One of those things I can't quite get my head around... What's basically the difference between "Read" and "Execute" permissions? If a certain php file is not readable, but executable by apache (chmod 641), why does it give a 403? Or is the Execute permission only applicable to directories/folders? One day I think I "get" it, next day I'm lost...
Basically "read" allows you to read a file. This should be enough for most webserver purposes, even php scripts normally don't have to be executable (cgi scripts on the other hand should be executable). Seting something executable but not readable doesn't make much sense because to execute the script the server first has to read it. On directories the executable flags enables you to enter that directory.

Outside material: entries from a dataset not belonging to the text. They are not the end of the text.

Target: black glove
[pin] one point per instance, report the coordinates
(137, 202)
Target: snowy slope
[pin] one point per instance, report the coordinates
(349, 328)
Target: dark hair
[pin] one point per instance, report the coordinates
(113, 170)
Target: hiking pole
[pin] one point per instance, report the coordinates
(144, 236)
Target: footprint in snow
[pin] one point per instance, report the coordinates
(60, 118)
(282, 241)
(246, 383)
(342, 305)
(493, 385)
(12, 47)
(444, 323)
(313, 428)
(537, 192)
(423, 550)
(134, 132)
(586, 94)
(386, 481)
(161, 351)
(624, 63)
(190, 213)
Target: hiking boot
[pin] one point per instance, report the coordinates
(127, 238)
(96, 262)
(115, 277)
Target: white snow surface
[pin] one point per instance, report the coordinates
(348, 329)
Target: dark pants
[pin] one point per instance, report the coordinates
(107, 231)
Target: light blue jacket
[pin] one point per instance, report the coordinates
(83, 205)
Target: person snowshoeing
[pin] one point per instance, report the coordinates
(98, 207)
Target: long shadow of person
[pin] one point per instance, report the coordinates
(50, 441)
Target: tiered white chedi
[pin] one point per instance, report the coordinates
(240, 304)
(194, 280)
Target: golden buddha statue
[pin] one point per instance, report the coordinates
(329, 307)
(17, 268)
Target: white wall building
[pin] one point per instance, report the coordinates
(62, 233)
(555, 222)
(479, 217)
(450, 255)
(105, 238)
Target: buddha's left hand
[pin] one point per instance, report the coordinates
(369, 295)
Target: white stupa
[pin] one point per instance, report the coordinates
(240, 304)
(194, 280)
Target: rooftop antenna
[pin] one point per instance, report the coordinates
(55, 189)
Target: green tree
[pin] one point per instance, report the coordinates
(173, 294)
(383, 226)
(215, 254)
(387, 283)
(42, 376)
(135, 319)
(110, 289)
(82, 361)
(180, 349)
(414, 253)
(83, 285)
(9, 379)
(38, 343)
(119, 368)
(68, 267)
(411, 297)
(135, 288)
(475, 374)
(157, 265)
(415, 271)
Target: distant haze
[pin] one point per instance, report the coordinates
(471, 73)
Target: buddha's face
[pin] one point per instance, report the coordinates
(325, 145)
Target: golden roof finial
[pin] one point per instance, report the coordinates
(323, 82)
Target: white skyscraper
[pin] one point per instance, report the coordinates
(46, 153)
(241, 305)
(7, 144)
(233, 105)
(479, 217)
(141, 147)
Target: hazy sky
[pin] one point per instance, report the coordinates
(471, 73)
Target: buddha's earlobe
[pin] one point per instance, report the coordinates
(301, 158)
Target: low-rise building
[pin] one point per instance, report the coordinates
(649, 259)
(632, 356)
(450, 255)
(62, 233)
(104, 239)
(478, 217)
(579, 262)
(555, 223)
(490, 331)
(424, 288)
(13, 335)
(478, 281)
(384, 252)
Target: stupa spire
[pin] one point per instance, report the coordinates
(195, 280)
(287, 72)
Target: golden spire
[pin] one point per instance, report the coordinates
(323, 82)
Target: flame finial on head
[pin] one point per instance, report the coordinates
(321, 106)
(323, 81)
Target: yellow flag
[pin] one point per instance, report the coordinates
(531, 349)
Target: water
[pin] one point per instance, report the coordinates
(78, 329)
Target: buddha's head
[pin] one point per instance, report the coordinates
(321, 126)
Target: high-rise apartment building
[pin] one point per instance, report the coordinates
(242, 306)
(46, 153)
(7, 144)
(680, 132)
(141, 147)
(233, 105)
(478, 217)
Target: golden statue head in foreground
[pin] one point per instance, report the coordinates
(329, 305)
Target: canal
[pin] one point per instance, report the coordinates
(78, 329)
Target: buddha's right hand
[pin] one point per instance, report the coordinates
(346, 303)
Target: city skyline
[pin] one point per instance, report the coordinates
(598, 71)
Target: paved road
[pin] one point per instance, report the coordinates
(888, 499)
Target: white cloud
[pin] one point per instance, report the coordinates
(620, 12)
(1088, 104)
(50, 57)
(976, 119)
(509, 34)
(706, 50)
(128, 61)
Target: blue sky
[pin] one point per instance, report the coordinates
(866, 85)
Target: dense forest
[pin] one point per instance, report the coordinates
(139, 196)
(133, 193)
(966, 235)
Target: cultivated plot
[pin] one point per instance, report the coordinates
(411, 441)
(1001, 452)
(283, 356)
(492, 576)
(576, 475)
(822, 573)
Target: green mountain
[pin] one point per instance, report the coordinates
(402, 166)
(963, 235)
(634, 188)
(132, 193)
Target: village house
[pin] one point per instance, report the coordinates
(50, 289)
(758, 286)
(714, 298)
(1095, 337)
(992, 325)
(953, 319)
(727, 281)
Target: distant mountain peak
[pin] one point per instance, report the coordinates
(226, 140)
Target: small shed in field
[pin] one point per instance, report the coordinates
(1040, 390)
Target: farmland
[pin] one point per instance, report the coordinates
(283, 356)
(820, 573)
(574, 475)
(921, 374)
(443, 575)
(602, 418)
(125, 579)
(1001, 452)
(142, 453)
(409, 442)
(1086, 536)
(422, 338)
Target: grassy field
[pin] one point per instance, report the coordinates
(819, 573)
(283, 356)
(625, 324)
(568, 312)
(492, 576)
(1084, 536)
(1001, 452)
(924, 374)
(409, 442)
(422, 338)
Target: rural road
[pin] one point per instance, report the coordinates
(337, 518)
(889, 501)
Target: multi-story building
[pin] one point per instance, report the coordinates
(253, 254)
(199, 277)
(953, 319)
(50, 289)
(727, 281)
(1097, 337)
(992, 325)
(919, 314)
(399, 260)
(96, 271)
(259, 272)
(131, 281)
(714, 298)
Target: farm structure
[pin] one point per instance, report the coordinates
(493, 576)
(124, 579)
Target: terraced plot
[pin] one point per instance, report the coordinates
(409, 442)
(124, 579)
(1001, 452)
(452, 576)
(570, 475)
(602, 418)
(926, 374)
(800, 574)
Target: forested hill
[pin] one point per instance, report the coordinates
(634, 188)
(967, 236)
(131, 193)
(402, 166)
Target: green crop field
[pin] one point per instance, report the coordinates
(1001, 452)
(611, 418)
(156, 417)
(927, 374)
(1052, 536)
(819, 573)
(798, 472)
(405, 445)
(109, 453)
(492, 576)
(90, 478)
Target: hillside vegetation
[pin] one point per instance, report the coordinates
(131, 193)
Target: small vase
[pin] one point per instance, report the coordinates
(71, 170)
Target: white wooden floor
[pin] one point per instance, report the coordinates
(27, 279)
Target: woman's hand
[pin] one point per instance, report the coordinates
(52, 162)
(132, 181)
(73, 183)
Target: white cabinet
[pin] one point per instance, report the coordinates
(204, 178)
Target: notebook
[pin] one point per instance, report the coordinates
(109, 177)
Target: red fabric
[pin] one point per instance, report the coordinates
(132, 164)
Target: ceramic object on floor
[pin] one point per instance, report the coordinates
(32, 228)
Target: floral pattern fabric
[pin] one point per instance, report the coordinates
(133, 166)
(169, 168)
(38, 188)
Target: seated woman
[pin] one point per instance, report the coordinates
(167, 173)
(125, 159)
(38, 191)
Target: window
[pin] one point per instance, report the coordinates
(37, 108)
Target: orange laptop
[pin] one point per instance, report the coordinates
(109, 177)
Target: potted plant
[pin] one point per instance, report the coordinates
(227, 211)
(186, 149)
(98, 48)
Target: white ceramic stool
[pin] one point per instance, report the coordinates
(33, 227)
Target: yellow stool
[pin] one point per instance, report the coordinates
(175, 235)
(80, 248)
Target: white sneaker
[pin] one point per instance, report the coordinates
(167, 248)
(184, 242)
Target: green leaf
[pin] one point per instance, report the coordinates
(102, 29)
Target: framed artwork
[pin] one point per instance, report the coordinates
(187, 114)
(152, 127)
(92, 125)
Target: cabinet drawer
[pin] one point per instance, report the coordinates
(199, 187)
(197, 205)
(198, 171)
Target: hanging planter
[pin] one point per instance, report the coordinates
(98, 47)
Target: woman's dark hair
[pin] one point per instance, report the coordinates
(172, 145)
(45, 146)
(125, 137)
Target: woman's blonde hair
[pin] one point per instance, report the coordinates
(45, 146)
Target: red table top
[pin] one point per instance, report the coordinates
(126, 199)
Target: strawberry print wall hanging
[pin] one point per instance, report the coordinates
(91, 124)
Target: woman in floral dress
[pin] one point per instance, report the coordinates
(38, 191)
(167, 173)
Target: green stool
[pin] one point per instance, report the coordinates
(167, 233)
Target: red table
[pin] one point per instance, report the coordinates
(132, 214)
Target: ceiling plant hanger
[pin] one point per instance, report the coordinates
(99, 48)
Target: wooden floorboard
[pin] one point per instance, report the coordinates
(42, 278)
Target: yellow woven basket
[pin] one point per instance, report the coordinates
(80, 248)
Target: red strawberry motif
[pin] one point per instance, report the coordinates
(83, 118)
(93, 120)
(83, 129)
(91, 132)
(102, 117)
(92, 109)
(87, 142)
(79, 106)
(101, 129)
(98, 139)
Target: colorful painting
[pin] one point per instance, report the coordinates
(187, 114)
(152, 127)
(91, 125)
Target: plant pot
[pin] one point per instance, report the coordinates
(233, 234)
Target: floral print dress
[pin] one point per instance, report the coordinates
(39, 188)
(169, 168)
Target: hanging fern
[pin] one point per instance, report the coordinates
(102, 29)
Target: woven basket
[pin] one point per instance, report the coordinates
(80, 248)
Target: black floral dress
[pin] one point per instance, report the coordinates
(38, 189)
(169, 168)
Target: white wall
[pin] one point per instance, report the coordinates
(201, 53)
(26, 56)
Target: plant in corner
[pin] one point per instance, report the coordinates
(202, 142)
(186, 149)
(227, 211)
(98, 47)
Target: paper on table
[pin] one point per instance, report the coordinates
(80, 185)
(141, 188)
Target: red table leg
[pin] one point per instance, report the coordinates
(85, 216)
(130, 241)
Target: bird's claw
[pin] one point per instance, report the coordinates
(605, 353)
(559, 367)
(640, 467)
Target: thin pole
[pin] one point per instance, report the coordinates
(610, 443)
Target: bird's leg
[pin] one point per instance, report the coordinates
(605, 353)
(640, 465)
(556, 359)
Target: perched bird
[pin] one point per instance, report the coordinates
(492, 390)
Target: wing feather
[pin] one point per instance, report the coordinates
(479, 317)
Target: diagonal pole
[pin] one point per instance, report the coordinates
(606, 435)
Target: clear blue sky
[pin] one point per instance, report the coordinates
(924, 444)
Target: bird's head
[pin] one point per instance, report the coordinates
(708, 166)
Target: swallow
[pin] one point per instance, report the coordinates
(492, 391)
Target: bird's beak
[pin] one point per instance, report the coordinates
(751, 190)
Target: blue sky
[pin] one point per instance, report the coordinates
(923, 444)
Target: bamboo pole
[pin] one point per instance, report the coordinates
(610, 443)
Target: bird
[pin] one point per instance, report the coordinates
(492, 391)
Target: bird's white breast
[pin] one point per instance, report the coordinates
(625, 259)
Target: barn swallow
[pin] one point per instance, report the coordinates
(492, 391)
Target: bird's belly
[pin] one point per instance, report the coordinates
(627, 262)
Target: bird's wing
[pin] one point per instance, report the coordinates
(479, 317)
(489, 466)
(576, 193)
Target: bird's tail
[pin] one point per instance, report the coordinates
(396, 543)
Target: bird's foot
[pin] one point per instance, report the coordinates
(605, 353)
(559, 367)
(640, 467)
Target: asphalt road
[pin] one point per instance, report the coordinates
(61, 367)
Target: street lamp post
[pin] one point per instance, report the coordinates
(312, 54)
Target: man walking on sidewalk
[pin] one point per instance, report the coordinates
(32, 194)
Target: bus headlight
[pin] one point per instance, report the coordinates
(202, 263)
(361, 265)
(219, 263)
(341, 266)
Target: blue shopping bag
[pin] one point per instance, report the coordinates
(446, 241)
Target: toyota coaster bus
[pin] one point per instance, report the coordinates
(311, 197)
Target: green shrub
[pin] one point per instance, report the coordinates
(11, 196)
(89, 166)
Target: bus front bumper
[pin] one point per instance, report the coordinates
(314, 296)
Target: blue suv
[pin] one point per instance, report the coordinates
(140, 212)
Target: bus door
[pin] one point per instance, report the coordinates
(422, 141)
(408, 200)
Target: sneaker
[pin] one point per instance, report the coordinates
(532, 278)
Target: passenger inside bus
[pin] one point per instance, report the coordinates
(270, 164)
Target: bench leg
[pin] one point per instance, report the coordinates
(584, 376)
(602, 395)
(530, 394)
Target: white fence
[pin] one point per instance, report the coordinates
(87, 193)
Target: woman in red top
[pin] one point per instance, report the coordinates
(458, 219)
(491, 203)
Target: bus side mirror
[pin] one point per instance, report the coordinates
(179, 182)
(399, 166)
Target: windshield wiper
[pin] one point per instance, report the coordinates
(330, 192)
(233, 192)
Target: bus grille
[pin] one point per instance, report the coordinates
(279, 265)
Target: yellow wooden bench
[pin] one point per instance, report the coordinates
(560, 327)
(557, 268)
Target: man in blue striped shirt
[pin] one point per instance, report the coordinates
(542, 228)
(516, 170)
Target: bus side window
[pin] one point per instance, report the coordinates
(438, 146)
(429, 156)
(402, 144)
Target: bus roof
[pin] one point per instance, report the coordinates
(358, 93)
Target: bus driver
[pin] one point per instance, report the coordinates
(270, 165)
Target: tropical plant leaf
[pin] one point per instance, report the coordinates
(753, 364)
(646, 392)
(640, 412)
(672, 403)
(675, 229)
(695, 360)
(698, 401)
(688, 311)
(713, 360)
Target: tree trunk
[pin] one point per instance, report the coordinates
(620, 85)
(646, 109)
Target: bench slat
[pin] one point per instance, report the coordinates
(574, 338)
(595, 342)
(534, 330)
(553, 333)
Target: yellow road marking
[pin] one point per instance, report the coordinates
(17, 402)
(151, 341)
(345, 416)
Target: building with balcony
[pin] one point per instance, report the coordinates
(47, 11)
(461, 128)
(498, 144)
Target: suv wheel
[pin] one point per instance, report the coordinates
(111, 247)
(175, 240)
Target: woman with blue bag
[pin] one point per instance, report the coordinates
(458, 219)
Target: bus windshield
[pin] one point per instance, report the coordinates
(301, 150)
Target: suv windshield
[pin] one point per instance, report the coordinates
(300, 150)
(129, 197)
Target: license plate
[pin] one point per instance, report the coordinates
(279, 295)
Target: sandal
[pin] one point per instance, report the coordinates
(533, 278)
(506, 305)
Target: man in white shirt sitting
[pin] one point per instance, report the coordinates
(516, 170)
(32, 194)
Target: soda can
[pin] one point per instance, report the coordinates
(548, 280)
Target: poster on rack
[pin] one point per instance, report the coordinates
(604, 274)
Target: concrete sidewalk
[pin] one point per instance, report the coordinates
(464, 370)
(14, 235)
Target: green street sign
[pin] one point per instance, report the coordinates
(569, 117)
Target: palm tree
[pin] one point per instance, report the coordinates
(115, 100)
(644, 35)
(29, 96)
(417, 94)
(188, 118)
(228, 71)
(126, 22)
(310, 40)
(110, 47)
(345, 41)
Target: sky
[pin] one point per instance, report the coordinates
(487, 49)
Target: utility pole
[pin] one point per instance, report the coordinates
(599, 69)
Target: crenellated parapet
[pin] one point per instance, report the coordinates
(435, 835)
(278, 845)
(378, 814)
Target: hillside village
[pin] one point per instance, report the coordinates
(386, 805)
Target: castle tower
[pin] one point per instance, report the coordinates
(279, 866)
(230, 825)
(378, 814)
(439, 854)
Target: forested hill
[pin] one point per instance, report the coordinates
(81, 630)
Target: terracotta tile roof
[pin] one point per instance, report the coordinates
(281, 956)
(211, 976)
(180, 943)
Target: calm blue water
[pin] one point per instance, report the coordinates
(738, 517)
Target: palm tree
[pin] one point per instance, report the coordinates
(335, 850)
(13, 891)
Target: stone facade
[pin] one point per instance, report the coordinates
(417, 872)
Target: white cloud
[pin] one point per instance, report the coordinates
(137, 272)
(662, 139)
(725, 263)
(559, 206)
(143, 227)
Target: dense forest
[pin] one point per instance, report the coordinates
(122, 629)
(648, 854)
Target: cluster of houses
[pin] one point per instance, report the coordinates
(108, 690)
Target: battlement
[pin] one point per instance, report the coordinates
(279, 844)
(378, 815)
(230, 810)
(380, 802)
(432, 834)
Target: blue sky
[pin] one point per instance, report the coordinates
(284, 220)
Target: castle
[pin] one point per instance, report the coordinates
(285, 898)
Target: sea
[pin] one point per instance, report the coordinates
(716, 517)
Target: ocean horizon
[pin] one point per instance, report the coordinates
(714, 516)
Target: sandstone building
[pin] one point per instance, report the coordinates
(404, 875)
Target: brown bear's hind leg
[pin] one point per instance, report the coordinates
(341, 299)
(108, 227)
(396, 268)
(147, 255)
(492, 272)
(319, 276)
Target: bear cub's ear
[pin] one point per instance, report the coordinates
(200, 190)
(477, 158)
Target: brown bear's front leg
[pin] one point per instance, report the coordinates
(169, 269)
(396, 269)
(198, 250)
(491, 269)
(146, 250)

OK thanks, in that context, it makes more sense. For a new site I need a folder to be writable by the script. The script is executed as "apache". The owner is "webmaster" and the group is "webdev". Webmaster belongs to "webdev" but "apache" doesn't. So I need to make it 777, or at least 666. Would it be better if I added user "apache" to group "webdev" so I can reduce it to 664 and then set all files so they can only be deleted by the owner? Am I right in thinking that will prevent someone when they put a script in the writable folder to destroy other files?
The best way would probably be to put the apache user into the same group as the admin user (in this case webmaster). Otherwise you would need to set the folder to 777 because a folder that can't be open is pretty useless - but setting something to 777 generally is a bad idea. So, to make it short: I would place apache into the webdev-group and the set permissions for the folder to 775 and the generated files to 664.
If Apache is in the webdev group and the files are 664 then any script executed as the Apache user will be able to delete them - it has write access to them after all. Besides which, if they're created by Apache then apache will be the owner anyway. If you're going to create sub-directories using your script you'll want to set your directory to mode 2775 (gid sticky bit) so that sub-directories are created with the group webdev rather than apache.